Fiat 500L, modello di successo

Il Declino delle Vendite e le Voci di Uscita dal Mercato

La Fiat 500L è stata lanciata sui mercati nel 2012 e ha inizialmente riscontrato un buon successo sul versante delle vendite, con un significativo apprezzamento da parte degli automobilisti. Tuttavia, è dal 2020 che si rincorrono ipotesi di uscita dal mercato della Fiat 500L, e da due anni, perciò, si registrano voci sempre più insistenti rispetto a questo.

Il primo dato inequivocabile di questo declino è il livello di vendite, che si è abbattuto drasticamente. Dalle prime vendite record, che avevano portato il modello a quasi 100.000 unità vendute nel 2014, la sua quota è diminuita sempre più. Una caduta a picco, il minimo storico è stato toccato nel 2020 con solo 21.000 immatricolazioni. Le vendite sui diversi mercati, infatti, sono tutt'altro che esaltanti.

Quando sono emerse le prime voci rispetto all'uscita dal mercato della Fiat 500L, in molti si aspettavano, in realtà, un restyling che però non si è realizzato. Oltre a ciò, si registra l'uscita dai mercati di Germania, Spagna e Francia, tra gli altri, delle Monovolume Fiat. Questo trend riflette una tendenza più ampia del mercato automobilistico, dove le monovolume hanno perso la loro popolarità a favore dei SUV e crossover. L'addio alla Fiat 500L è apparso quindi sempre più imminente, nonostante se ne parlasse da quasi un anno; proprio nel mese di marzo 2021 iniziavano a girare sul web alcune notizie a riguardo.

Lo Stabilimento di Kragujevac e il Futuro della Produzione

La Fiat 500L è prodotta nello stabilimento di Kragujevac, in Serbia.
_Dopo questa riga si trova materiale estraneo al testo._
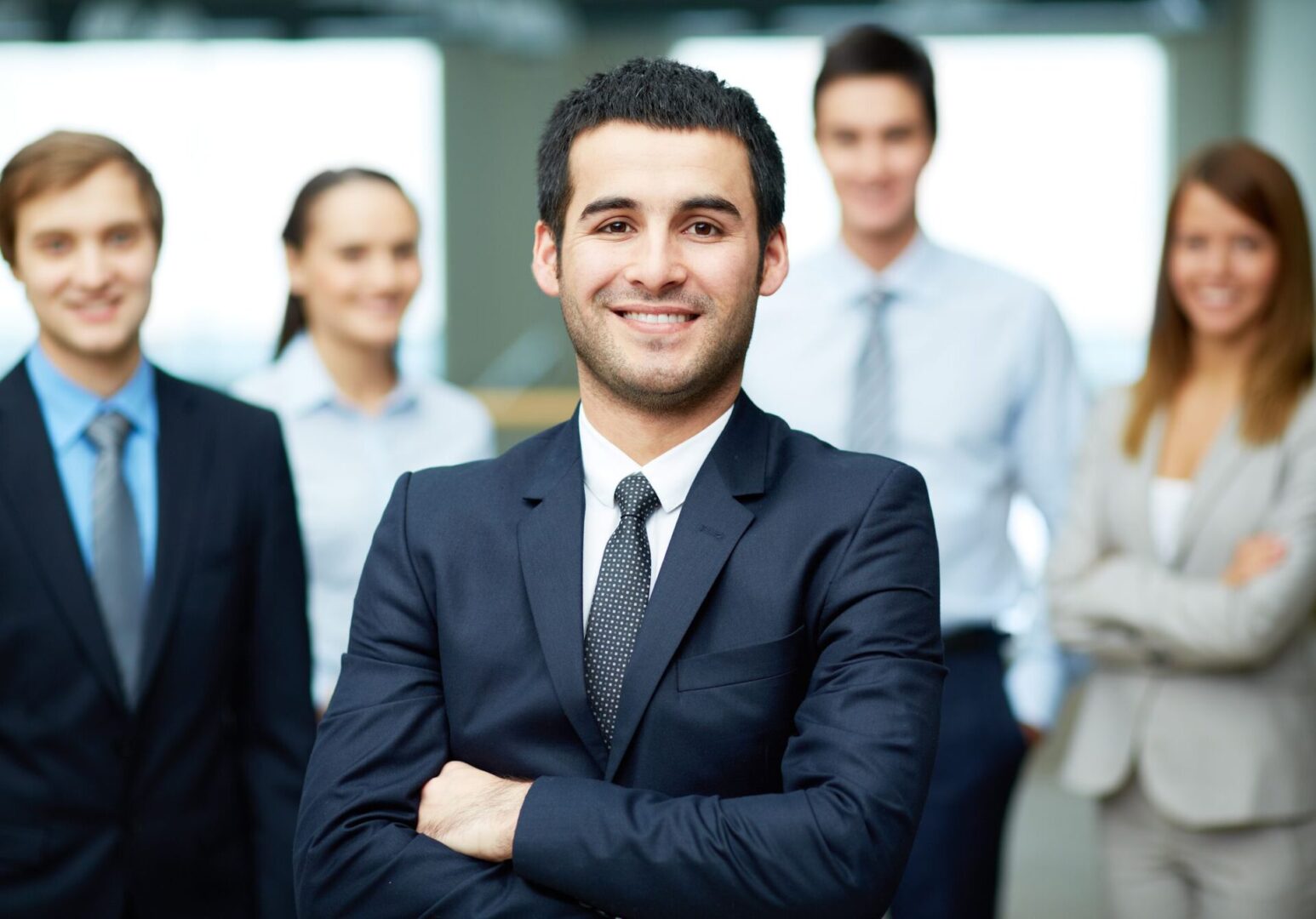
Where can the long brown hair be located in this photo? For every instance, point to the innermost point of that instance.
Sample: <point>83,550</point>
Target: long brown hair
<point>1281,369</point>
<point>299,222</point>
A causa del crollo delle vendite, la produzione in questo impianto ha visto una drastica riduzione, arrivando a lavorare a singhiozzo e, in alcuni periodi, ad essere temporaneamente interrotta. Reuters ha riportato che Fiat ha temporaneamente interrotto la produzione nel proprio stabilimento di Kragujevac, in Serbia. La nota ufficiale di Fiat ha attribuito questo "contrattempo momentaneo" a "cause di natura esterna e legate alla situazione dei mercati europeo e globale". Per la fabbrica, Fiat ha realizzato una joint venture con lo stato serbo, con una quota maggioritaria del 67% a fronte del 33% detenuto dallo stato, un business da un miliardo di euro. Questo stop è stato visto come una misura per evitare una sovrapproduzione.

La decisione di concentrare la produzione della 500L a Kragujevac è stata presa dal management di FCA (oggi parte di Stellantis) soprattutto per via delle vendite sempre più in calo e per la necessità di ottimizzare le risorse. Tali stabilimenti non sono nuovi per la casa automobilistica italiana. Il 30 aprile 2008 è stata diffusa la notizia della firma di un protocollo d'intesa tra lo stato serbo e Fiat Group Automobiles, che ha portato alla creazione di una nuova linea produttiva (in joint-venture) tra le due parti. Il modello era precedentemente destinato allo stabilimento Fiat di Mirafiori, dove venivano già prodotti i due monovolume a marchio Fiat in quel momento in commercio. Nel giro di poco tempo, venne quindi ufficializzata la produzione della Ellezero negli stabilimenti serbi di Kragujevac.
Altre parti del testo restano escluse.